For the fastest path to a logged-in Mission Control on a fresh checkout, use the one-command setup script — it brings up Postgres, applies migrations, seeds a demo workspace, writes .env.local with AUTH_STUB bypass, and tells you what to run next:
bash services/approval-ui/scripts/dev-setup.sh
cd services/approval-ui && pnpm dev --ignore-workspace
# → http://localhost:3000Mission Control's surface — every tile is real data, every tile click-throughs to a detail page:
| Surface | What it shows |
|---|---|
/ |
Mission Control bento — 9 real-data tiles (HeroKpi, ApprovalQueue, AgentActivity, Experiments, Anomalies, InstitutionalMemory, BusHealth, plus CTR/Reach/Spend metric tiles); every tile has a header link to its detail surface |
/inbox |
Full approval queue, grouped by channel, oldest-first |
/drafts/[id] |
Per-draft detail with approve/deny actions + USP 5 lesson-capture form |
/pipeline |
Publish-pipeline visualization — 5 happy-path stages + 2 terminal branches, with current draft counts at each node |
/performance |
KPI history with 7d/30d/12w range toggle |
/experiments + /experiments/[id] |
Bandit list + per-bandit posterior + arm/reward drill-down |
/memory |
Institutional-memory archive — every lesson grouped by scope (forever / topic / client) |
/agents |
Full agent directory with role-mapped AgentMarks, status, job descriptions, tools |
/activity |
Audit-log feed grouped by date |
/system |
Service + bus health detail (3 tiers: closed-loop bus, models + scoring, safety + compliance) |
/workspace |
Workspace at-a-glance — identity, agent roster, codified voice (top forever-scope lessons) |
/calendar |
Editorial calendar — upcoming scheduled drafts + recent published, with unscheduled-loose-ends rail |
/members |
Workspace member directory (active memberships + MFA + WorkOS link status) |
/settings |
Configuration readout: identity, active regimes, integration + features checklist |
/pitch |
Guided tour — 5-beat narrative walkthrough with talking points lifted verbatim for live demos. Bookmarkable; not in sidebar nav |
For a deeper walkthrough of the closed-loop story across these surfaces, open http://localhost:3000/pitch after running the seed — it's the in-app teleprompter for investor + design-partner demos. The seeded "Demo Workspace" tenant surfaces a DEMO DATA · seeded workspace badge top-right on every page, so live audiences always know whether they're seeing seed data or production.

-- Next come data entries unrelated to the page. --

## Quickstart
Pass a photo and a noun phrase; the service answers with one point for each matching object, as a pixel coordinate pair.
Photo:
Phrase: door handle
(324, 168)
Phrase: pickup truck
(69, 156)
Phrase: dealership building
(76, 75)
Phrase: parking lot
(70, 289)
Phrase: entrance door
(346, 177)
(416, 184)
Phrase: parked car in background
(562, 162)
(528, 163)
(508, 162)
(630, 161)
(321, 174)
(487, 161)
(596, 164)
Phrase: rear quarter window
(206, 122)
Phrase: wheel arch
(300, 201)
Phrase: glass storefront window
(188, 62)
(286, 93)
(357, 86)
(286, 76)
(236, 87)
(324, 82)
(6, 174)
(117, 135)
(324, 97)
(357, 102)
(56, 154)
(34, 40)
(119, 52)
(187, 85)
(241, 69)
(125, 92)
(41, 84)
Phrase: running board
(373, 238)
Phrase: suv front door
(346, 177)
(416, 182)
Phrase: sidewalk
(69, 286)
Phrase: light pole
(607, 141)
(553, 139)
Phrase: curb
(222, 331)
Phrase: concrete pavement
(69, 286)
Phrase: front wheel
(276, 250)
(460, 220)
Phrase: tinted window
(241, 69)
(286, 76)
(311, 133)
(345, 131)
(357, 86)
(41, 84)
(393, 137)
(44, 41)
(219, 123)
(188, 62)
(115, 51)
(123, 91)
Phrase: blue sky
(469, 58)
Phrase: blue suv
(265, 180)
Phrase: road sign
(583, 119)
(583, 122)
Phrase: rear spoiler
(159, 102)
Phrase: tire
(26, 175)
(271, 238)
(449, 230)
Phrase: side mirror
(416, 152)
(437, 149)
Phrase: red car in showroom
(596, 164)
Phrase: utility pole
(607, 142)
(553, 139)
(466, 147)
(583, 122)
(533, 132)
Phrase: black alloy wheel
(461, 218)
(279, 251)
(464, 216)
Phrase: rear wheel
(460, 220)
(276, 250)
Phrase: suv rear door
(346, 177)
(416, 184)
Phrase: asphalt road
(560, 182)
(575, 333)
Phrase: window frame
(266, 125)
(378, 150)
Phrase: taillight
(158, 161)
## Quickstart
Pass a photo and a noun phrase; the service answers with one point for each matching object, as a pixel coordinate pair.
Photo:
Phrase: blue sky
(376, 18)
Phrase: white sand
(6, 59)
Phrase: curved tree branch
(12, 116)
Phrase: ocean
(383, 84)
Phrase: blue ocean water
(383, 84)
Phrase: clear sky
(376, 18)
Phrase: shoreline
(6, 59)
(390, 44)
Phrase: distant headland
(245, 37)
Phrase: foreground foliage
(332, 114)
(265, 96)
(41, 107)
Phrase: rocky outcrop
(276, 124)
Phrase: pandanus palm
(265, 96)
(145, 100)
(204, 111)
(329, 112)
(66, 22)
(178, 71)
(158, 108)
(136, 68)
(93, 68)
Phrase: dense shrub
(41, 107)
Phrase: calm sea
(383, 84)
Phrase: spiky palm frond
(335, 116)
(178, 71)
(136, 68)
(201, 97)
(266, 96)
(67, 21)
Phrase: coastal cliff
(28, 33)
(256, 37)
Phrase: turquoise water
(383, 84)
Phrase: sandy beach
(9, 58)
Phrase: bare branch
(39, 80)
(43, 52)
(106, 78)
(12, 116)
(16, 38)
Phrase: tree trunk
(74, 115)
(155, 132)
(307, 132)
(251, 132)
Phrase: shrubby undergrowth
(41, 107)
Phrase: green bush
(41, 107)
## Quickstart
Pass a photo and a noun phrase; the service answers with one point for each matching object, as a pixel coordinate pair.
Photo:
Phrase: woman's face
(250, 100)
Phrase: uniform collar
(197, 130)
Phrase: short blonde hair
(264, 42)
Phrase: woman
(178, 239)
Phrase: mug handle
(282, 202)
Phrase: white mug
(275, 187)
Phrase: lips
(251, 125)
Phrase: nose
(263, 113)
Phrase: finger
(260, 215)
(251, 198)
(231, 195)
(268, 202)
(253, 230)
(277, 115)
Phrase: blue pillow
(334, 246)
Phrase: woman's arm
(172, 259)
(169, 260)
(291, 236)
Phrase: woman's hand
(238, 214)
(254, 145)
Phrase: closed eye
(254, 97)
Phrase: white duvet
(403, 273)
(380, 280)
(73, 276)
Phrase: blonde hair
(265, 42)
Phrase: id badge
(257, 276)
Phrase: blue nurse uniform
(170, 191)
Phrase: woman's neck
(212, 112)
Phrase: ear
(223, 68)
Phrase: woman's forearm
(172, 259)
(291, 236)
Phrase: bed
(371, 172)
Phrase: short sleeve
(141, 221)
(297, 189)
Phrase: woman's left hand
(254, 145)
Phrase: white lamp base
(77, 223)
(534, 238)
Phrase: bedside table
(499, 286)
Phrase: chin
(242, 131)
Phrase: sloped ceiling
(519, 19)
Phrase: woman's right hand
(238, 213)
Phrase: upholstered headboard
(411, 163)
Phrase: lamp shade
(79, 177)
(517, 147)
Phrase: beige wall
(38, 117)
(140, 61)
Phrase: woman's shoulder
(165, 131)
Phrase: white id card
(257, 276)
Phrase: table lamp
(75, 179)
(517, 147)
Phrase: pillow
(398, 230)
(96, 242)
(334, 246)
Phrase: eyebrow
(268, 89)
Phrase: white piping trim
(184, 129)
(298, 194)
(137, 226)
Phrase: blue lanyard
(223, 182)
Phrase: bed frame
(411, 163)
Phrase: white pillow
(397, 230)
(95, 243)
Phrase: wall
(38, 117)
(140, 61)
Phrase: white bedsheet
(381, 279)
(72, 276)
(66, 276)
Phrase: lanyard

For the full stack including agent services:
# 1. Start the stack
cp .env.example .env # edit with your keys
docker compose up -d # n8n + postgres + qdrant + langfuse + redpanda + ollama + litellm + traefik
# 2. Wait for health checks
docker compose ps # all services should be healthy within ~5 minutes
# 3. Mission Control UI
cd services/approval-ui && pnpm install && pnpm dev
# → http://localhost:3000
# 4. CrewAI service
cd services/agent-crewai && uv sync && uv run uvicorn main:app --reload --port 8001
# → http://localhost:8001/health
# 5. LangGraph service
cd services/agent-langgraph && uv sync && uv run uvicorn main:app --reload --port 8002
# → http://localhost:8002/healthThe closed-loop bandit pipeline (generate → publish → measure → learn) is documented step-by-step in docs/closed-loop.md. The full service mesh + data plane reference is docs/architecture.md. Approval-ui's API surface is in docs/api.md + docs/openapi.yaml.
See CONTRIBUTING.md. The hard rule: core/ cannot import from signals/. Period.
Procurement-ready templates for ToS, Privacy, IP ownership, AI-content disclosure, and DPA live under legal/. They are starting points, not legal advice — counsel must review before any production deployment.
MIT — see LICENSE.
The proprietary signals/ and hosted/ trees ship under separate licenses and are not in this repo.